Nach wie vor ist auch die sog. „Ausbildungsreife“ eine zentrale Voraussetzung dafür, um im Sinne der BA statistisch als ausbildungssuchend zu zählen. Denn nur diejenigen, die von der Berufsberatung auf der Grundlage des Konzeptes der „Ausbildungsfähigkeit“ als „ausbildungsreif“ eingestuft werden, sind in der Statistik als Bewerber*innen aufgeführt. Diejenigen, die als „nicht ausbildungsreif“ gelten, werden nicht aufgeführt. Somit bleibt ihnen der Weg in Ausbildung verwehrt.

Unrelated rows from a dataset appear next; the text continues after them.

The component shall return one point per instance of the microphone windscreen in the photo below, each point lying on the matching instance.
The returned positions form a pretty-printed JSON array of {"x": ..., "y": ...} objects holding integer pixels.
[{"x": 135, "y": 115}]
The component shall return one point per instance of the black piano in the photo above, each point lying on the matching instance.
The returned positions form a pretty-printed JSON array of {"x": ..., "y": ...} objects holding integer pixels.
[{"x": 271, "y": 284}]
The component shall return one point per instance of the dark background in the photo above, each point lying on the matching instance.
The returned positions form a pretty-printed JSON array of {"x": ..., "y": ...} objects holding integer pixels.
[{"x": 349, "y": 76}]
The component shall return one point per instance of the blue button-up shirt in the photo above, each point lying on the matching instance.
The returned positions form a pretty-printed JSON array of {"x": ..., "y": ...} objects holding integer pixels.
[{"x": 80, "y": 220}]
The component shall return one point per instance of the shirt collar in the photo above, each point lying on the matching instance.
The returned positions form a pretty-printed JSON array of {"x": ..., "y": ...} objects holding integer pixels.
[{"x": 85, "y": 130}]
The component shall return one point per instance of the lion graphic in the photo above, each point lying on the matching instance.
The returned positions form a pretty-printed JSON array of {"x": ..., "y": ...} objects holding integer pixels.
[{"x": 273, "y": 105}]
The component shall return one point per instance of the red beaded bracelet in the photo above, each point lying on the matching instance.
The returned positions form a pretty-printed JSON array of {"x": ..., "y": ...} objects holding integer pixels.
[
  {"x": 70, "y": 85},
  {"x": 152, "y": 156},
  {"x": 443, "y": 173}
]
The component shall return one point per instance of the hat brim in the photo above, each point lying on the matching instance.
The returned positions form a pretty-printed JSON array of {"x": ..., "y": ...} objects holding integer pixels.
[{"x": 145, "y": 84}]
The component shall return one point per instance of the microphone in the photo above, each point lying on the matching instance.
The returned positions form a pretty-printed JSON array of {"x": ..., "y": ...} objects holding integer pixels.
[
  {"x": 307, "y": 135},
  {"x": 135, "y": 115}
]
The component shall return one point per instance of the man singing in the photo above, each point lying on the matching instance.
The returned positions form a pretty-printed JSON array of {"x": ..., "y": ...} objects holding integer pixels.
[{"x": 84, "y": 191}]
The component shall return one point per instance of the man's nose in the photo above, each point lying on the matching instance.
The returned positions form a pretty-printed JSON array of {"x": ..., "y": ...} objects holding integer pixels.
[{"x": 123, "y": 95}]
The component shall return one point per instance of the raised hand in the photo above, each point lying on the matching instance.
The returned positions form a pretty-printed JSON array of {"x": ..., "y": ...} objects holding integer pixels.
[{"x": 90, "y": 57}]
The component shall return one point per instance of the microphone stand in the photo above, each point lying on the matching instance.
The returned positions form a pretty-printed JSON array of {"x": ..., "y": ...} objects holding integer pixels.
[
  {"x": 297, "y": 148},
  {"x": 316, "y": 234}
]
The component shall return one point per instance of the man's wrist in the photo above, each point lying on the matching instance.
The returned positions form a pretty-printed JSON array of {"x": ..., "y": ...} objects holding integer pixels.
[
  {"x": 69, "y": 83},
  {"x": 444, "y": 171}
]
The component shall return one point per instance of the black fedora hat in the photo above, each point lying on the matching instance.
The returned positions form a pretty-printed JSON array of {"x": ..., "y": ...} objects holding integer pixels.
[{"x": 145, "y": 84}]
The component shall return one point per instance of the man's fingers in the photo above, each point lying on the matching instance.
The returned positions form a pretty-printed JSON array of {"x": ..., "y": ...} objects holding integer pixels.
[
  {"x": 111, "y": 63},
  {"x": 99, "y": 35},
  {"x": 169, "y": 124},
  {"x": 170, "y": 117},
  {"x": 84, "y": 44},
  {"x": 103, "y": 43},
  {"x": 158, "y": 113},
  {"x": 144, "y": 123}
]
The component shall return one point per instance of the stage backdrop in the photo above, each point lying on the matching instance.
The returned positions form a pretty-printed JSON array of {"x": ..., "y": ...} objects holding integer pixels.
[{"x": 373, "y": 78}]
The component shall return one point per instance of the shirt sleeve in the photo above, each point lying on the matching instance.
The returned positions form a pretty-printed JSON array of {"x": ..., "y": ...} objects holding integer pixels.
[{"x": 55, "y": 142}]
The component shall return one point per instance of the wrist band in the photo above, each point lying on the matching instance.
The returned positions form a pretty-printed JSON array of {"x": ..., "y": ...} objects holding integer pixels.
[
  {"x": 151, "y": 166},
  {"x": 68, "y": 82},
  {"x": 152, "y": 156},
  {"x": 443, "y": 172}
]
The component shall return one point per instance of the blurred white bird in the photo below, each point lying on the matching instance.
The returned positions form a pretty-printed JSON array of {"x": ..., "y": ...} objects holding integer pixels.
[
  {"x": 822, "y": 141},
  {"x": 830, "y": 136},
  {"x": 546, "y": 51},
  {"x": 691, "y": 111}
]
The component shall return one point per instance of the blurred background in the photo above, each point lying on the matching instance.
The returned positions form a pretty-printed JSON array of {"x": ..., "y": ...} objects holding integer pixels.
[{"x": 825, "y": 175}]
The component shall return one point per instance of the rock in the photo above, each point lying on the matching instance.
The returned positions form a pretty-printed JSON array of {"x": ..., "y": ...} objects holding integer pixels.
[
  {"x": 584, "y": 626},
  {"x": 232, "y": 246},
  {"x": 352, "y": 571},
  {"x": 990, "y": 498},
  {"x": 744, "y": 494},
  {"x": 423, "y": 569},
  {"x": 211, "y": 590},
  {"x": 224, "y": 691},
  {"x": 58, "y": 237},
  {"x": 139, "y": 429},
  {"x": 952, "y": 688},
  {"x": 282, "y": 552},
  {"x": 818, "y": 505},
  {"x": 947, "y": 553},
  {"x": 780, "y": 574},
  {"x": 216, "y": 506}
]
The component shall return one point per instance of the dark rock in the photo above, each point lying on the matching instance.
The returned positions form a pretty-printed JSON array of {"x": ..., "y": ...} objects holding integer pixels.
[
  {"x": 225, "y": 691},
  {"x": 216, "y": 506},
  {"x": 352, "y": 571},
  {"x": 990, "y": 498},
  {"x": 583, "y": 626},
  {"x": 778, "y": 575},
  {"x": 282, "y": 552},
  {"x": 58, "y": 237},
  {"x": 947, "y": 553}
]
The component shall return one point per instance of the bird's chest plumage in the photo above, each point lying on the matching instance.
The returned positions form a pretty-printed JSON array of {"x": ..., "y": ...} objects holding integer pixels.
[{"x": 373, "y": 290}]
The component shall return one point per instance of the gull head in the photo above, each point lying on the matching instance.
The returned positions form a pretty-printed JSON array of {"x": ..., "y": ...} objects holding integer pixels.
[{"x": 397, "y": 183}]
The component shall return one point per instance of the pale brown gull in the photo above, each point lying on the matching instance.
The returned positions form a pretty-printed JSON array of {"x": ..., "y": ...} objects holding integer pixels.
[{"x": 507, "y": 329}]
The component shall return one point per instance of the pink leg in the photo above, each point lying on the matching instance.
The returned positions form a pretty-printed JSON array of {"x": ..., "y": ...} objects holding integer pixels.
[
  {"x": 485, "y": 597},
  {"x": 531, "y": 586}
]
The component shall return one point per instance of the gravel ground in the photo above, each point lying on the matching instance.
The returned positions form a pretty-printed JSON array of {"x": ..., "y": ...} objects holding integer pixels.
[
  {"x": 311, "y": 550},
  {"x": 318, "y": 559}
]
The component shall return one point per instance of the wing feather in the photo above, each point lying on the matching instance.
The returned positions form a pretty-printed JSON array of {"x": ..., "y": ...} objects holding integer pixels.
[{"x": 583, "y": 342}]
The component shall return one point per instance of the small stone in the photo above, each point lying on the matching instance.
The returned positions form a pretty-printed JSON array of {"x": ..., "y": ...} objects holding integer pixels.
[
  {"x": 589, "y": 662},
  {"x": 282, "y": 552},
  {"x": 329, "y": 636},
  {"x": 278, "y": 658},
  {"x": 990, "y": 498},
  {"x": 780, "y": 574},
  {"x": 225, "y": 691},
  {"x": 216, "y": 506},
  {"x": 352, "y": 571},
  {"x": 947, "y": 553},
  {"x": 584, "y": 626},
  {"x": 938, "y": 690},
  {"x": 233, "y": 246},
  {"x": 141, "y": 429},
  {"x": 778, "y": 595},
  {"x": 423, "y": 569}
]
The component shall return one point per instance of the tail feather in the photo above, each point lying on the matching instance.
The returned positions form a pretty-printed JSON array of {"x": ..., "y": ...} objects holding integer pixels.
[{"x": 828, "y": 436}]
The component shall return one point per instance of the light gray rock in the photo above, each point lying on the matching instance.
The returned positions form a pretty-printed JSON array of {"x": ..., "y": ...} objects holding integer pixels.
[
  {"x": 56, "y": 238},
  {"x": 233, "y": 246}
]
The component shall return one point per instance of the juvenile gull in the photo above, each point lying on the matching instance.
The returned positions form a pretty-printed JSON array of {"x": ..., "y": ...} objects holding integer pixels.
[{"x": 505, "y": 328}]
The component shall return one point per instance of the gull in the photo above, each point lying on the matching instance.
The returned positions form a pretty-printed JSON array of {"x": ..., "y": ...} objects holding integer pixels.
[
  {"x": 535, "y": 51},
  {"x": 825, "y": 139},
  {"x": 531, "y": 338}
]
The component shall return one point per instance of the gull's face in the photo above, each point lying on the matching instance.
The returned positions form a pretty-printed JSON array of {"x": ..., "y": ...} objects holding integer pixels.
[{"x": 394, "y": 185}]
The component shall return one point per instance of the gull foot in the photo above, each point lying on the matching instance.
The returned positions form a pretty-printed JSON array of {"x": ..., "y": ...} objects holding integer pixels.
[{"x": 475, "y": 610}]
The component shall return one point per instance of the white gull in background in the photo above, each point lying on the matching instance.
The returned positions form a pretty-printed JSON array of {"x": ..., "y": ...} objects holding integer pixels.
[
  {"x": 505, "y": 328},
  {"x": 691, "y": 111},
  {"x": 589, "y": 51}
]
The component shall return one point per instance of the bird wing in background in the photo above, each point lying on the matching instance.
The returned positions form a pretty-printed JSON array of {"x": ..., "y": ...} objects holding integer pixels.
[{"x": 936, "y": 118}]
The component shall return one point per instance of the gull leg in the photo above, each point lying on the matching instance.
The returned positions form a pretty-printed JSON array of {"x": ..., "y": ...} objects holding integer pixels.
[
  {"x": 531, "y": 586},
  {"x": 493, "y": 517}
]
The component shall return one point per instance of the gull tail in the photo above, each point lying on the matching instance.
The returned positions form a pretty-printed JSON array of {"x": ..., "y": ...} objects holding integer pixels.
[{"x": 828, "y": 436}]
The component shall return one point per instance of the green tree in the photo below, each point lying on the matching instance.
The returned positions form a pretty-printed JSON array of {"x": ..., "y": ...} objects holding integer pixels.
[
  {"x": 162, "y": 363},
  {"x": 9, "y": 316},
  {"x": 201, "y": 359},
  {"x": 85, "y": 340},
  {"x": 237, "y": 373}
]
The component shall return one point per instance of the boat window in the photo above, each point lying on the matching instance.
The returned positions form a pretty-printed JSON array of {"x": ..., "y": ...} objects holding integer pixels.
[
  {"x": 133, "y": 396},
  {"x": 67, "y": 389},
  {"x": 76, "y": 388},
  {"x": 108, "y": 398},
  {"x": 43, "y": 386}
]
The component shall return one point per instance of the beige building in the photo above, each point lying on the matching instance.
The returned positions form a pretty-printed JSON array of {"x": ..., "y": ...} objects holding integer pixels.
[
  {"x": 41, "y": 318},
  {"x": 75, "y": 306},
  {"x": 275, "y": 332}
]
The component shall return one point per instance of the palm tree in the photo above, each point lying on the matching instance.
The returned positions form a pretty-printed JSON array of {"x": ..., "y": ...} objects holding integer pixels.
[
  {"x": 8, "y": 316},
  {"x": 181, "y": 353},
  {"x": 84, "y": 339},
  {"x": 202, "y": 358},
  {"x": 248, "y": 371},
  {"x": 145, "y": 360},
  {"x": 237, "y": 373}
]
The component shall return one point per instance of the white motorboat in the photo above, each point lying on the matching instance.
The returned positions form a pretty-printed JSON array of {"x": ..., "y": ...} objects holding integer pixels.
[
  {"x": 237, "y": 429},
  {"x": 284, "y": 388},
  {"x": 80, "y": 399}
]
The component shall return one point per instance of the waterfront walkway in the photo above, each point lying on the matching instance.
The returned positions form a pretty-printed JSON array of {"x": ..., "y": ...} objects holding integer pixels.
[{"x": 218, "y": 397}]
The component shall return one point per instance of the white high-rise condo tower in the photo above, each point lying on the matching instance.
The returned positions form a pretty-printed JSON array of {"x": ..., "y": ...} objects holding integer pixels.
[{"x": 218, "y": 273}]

Und last but not least: Aufgrund der Dysfunktionalität des Ausbildungsmarktes und regionalen Passungsproblemen gelingt beispielsweise auch jungen Menschen mit formal guten Schulabschlüssen der Übergang in Ausbildung teilweise nicht. Dafür kann häufig schon der Wohnsitz in einem als Brennpunkt geltenden Wohngebiet sorgen.
Eine Ausbildungsgarantie muss jedoch alle jungen Menschen und deren Lebenssituation und Lebenslagen in den Blick nehmen, die eine Ausbildung beginnen möchten und können. Die BAG KJS hat sich deshalb für eine deutlich inklusiver ausgestaltete Ausbildungsgarantie eingesetzt.
Beschlossene Maßnahmen sind nichts Neues und greifen zu kurz
Die mit der Ausbildungsgarantie beschlossenen Maßnahmen – Berufsorientierungspraktika, flexibilisierte Einstiegsqualifizierung, zusätzliche außerbetriebliche Ausbildungsplätze, Mobilitätszuschüsse – sind zweifelsohne sinnvoll – aber es sind keine neuen Maßnahmen. Mit der Kernidee einer Ausbildungsgarantie, also einer garantierten Versorgung derjenigen jungen Menschen mit einer Ausbildungsmöglichkeit, die bei ihren Bewerbungen leer ausgegangen sind, haben diese Instrumente nur sehr indirekt zu tun.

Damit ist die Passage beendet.